Braggiotti and Andis married and formed a new duo-piano team. He wrote more of his caricatural "Variations on 'Yankee Doodle'", including two vocals for which Susan wrote the lyrics. He did an orchestral reduction of his Gettysburg Cantata using two pianos, percussion, and bass along with the soloist and chorus. With his wife, Braggiotti composed and arranged more music for duo-pianos, and the team performed his works internationally. Together they founded the Braggiotti Music School based in Tuscany. Their collaboration ended with his death on May 18, 1996.

==Honors and awards==
Among honors bestowed upon Braggiotti were a commendation from the City of Florence for his great Gershwin interpretations, honors from the Sons of Italy, and an induction into the Big Band Hall of Fame in 1995. He was a member of ASCAP.

==Personal life==
Braggiotti was linked romantically with socialites, actresses, and European noblewomen. His wit, talent, and charm made him popular, and he kept up his friendships in all parts of the world with his voluminous letter-writing. He married three times, first in 1939 to Francise (Baby) Clow of Chicago, then in 1952 to Edwina Feigenspan Osborne of New York. Both of those marriages ended in divorce.
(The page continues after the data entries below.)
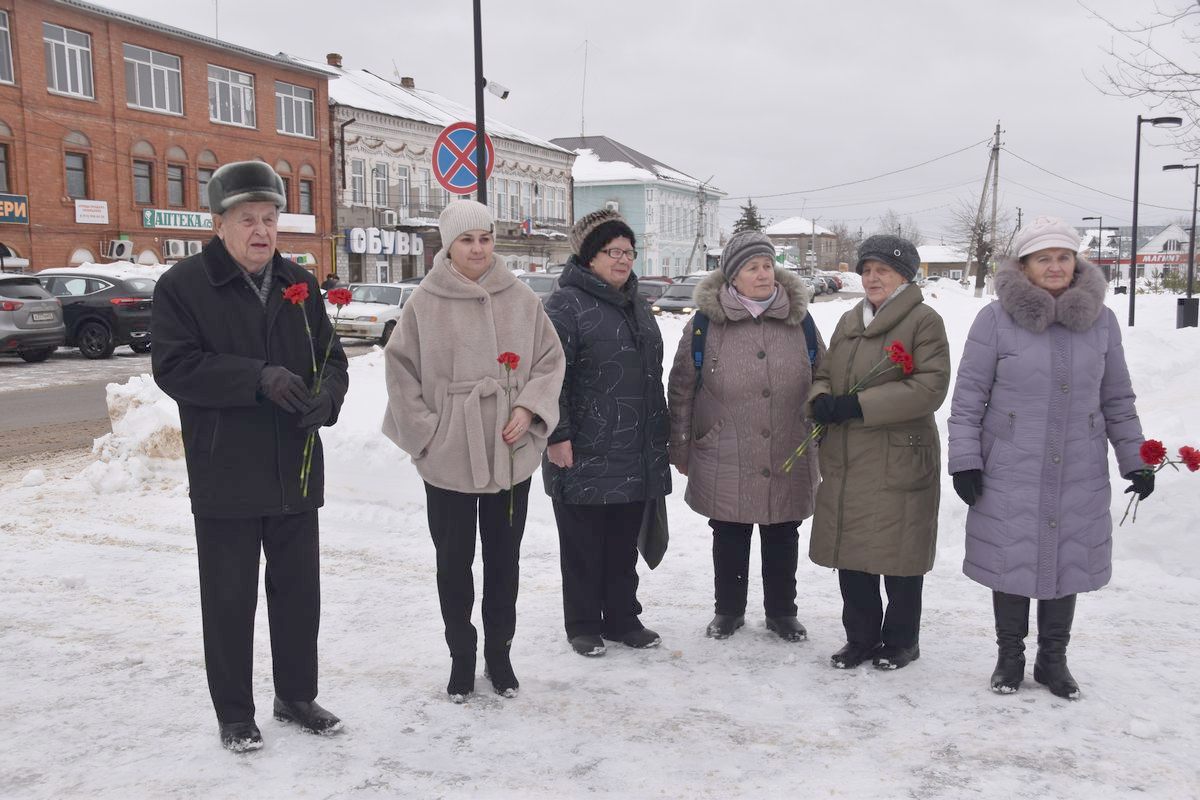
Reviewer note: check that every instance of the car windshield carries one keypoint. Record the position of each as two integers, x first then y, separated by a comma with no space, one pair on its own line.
540,282
383,295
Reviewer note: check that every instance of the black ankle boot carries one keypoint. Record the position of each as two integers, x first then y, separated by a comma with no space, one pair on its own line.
1012,614
498,668
1055,618
462,677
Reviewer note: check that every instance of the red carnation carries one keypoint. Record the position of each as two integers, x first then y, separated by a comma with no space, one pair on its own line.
297,293
1152,452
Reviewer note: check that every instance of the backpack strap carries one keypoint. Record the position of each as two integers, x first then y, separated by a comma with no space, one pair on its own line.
699,336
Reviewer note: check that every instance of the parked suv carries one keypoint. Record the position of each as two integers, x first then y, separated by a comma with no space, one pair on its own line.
102,308
30,319
372,312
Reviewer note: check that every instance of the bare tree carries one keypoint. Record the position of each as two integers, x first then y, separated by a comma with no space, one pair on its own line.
1156,60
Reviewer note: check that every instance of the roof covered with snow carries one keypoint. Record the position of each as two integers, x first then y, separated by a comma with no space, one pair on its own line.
601,158
366,90
795,227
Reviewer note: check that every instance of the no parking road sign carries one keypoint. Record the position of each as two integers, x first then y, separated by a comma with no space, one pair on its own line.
454,157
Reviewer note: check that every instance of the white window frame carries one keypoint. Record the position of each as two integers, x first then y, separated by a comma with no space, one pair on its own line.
72,58
6,73
240,92
157,80
300,102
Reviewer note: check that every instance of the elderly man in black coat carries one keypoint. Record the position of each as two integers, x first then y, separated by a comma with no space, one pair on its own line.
238,359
Susan Braggiotti continues her career as a pianist while overseeing their collection of musical scores. She arranged for Braggiotti's works to be housed in the International Piano Archives at the University of Maryland.

Braggiotti was a gourmet cook, often preparing Tuscan specialties at lively dinner parties. He studied Buddhism, believed in reincarnation, and was health-conscious throughout his life. Many of his ideas were decades ahead of their time. His ashes are buried in Florence (Italy) at the Cimitero Evangelico agli Allori.